Mireille Fanon, fille de l'auteur des Damnés de la Terre : « L'État chilien est raciste et colonial »
Publié le 7 Novembre 2024
Publié le 6 novembre 2024 / Par Andrés Figueroa Cornejo
Le 4 novembre, mettant déjà fin à une vigoureuse mission d'observatrice des droits de l'homme au Chili commencée le 16 octobre, l'éminente juriste Mireille Fanon, fille du brillant activiste révolutionnaire anticolonial et intellectuel Franz Fanon, a dit au revoir devant un public de jeunes à la salle d'honneur de l'Université de Santiago. Durant son séjour dans le pays andin, son agenda a été marqué par la visite de prisonniers politiques mapuche et non mapuche.
A l'occasion, la combattante française a évoqué la situation actuelle que traverse la Palestine, affirmant qu'« en ce moment, une guerre d'extermination est menée. Et il faut revenir adéquatement au concept de « génocide » de Raphaël Lemkin, selon lequel un acte de génocide est dirigé contre un groupe national et ses entités. Malheureusement, la commission de l'ONU en charge du dossier n'a pas étendu l'expression du génocide au-delà du cas juif lui-même. En fait, aujourd’hui, le génocide contre la Palestine se déroule avec le soutien de l’ONU et de la communauté internationale.

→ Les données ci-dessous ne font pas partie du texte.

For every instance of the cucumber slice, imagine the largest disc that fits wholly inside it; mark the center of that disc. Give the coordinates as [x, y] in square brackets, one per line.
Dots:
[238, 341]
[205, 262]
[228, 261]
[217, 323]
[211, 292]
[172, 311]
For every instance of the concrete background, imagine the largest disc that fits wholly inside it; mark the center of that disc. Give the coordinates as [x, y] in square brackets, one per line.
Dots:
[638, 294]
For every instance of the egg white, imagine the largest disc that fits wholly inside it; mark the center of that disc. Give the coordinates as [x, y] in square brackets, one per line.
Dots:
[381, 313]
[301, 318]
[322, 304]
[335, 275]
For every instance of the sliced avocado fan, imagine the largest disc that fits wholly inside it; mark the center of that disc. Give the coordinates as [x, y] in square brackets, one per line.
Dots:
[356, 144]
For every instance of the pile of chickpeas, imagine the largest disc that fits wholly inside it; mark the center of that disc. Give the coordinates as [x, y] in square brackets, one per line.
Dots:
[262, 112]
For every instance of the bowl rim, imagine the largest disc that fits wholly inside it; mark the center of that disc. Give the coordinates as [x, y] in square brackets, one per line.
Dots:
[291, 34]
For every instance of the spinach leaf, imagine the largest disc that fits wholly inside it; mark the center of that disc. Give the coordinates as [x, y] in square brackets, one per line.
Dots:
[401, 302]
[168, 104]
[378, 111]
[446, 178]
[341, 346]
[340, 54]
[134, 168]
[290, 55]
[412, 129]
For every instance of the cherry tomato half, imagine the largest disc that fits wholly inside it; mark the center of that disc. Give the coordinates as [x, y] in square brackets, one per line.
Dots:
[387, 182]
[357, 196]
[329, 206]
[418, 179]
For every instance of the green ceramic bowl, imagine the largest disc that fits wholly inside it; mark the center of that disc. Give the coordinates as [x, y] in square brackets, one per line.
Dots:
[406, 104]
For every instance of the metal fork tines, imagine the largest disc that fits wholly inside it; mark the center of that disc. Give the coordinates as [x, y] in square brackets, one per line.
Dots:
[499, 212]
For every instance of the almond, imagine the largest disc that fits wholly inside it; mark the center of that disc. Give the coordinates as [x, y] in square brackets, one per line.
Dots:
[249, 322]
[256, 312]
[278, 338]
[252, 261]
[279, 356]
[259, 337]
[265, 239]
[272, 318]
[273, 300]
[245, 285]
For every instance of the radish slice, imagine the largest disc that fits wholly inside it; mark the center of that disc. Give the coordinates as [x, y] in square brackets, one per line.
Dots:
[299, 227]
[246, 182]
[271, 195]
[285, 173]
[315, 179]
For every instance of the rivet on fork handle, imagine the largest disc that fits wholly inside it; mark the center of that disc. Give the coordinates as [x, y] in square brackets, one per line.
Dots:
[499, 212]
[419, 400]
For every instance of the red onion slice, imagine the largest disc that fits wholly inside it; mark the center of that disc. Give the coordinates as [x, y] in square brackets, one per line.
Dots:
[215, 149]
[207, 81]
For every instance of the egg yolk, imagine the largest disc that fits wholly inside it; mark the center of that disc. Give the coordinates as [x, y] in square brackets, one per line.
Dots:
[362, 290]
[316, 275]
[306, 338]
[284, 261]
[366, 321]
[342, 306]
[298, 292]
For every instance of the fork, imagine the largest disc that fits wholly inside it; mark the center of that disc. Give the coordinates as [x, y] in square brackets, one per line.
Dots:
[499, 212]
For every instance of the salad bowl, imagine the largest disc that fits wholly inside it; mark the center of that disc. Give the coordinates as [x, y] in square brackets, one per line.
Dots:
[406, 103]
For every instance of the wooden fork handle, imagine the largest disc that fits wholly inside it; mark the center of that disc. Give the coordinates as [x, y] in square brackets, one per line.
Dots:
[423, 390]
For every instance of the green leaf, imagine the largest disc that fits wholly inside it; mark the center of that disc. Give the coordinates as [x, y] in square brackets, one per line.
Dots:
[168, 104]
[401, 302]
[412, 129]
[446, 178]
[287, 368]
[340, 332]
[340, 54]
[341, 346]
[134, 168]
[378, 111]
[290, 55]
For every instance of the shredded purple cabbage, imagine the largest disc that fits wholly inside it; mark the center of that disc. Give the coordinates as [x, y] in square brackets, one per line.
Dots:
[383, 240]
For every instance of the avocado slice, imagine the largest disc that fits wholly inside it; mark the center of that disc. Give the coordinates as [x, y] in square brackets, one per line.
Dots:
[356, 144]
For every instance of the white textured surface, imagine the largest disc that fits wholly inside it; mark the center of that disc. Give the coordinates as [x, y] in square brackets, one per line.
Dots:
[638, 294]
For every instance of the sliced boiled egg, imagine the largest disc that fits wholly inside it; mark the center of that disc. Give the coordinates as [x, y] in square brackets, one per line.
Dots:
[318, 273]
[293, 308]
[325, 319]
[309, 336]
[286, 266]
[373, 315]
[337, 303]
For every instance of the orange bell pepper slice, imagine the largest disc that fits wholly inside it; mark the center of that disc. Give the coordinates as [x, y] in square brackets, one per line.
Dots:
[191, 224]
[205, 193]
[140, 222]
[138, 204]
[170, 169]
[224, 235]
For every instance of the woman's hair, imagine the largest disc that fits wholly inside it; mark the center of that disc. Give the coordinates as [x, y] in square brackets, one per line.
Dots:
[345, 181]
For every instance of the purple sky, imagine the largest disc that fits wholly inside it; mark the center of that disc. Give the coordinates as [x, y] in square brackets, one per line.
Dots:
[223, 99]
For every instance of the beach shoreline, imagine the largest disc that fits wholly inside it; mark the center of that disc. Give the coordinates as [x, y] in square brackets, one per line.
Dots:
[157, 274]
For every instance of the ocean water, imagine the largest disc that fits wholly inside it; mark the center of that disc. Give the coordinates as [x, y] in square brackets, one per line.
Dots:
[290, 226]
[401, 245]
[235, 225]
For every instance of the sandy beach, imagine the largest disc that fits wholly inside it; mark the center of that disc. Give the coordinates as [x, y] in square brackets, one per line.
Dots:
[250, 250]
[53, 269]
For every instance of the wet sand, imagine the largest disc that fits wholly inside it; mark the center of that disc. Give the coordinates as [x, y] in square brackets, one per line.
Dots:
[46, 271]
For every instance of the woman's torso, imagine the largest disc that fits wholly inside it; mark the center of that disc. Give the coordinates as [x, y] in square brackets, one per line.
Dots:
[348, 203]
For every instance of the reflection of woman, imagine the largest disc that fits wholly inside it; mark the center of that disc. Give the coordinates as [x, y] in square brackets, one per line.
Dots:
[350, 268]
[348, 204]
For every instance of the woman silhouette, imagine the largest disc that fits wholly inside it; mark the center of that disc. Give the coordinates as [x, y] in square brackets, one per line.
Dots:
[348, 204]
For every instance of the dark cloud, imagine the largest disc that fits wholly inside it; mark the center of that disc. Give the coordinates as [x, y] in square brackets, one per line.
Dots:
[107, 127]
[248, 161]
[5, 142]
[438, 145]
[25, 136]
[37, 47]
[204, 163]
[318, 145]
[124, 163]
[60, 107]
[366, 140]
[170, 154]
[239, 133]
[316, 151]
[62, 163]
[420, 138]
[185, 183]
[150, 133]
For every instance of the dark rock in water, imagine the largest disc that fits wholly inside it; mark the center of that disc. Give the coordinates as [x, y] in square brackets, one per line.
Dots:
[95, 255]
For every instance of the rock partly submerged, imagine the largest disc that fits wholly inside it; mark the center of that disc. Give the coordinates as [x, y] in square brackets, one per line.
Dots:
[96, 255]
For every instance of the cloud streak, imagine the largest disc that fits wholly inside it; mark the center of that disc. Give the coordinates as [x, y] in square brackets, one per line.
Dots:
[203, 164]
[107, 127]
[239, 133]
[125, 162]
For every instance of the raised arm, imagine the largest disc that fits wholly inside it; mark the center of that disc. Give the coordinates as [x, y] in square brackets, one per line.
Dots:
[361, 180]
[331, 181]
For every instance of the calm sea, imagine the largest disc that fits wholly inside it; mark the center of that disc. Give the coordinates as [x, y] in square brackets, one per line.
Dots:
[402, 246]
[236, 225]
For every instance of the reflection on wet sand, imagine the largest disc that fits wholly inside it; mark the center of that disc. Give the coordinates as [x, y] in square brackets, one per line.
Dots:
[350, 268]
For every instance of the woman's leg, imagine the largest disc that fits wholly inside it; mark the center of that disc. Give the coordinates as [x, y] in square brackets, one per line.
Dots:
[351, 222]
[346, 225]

Par conséquent, nous sommes également complices de ce qui se passe », et elle s’est demandé : « Comment est-il possible qu’une organisation commette un génocide sans rendre compte à personne ? » Il faut donc remonter au moment de la création de la Palestine, alors qu’elle était sous mandat britannique pour comprendre. Après la Seconde Guerre mondiale, avec la création de l’ONU, les Juifs européens ont exigé d’avoir leur propre État. Pour ce faire, la résolution 194 des Nations Unies a été utilisée, affirmant que la Palestine était un territoire sans peuple pour un peuple sans territoire. Les deux premières fois que la résolution a été votée, la proposition a été rejetée, jusqu'à ce que la pression américaine sur la France approuve la résolution.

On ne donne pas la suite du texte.